I have a DML instruction made to run in Bigquery, every hour, similar to this one:

MERGE dataset.DetailedInventory T
    USING dataset.Inventory S
    ON T.product = S.product
    WHEN NOT MATCHED AND quantity < 20 THEN
      INSERT(product, quantity, supply_constrained, comments)
      VALUES(product, quantity, true, ARRAY<STRUCT<created DATE, comment STRING>>[(DATE('2016-01-01'), 'comment1')])
    WHEN NOT MATCHED THEN
      INSERT(product, quantity, supply_constrained)
      VALUES(product, quantity, false)

This instruction that we are trying to execute does not need any transformations, but others in the future will.

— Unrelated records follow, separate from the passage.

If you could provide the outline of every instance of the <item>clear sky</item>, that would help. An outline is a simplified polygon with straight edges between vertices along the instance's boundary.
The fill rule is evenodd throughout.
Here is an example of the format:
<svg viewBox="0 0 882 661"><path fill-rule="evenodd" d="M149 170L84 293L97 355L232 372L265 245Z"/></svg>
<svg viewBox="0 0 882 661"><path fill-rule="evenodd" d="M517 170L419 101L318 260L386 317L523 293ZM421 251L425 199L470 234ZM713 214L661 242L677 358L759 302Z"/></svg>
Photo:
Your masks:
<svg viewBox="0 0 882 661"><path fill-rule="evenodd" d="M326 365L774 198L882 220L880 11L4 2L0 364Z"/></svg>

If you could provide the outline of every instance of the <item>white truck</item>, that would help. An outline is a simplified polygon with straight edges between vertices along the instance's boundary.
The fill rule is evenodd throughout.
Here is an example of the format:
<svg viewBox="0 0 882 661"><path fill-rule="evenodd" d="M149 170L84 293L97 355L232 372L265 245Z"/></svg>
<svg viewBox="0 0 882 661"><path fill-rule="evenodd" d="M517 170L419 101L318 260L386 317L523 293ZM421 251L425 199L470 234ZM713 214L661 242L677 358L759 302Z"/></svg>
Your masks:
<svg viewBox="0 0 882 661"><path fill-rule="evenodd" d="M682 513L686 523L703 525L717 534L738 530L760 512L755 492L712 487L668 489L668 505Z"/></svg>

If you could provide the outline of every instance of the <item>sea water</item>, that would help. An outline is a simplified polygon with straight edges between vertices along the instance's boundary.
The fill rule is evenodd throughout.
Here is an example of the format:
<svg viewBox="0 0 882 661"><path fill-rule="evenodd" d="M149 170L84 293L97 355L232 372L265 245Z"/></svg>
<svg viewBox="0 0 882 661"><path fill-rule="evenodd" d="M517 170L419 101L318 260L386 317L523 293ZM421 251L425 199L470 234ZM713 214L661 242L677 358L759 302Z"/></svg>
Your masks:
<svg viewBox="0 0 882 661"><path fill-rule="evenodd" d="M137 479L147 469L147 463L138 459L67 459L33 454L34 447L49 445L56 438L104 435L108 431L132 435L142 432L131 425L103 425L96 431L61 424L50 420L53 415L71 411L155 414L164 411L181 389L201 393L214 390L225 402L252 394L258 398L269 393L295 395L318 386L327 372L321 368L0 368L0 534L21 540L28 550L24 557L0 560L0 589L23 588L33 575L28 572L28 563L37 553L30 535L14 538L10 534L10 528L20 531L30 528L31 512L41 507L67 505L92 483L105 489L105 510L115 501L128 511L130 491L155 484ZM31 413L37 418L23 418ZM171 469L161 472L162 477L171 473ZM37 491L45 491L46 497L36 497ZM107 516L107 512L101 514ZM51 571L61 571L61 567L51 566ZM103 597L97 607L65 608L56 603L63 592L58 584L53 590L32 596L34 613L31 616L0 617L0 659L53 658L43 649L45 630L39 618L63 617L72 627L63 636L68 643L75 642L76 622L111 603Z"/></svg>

And because of that, we are thinking about using DataFlow with Apache Beam.

I am trying to execute this MERGE statement inside an Apache Beam pipeline, something similar to this:

pipeline.apply(
                "DEPARTMENT - RUN MERGE WITH INSERT AND UPDATE STATEMENTS",
                BigQueryIO.readTableRows().fromQuery(MERGE_DEPARTMENT_I_U).usingStandardSql());

The problem is that when we put this code to run on DataFlow it doesn't work.

I was wondering if this would be the best solution for executing Bigquery MERGE statements using Java.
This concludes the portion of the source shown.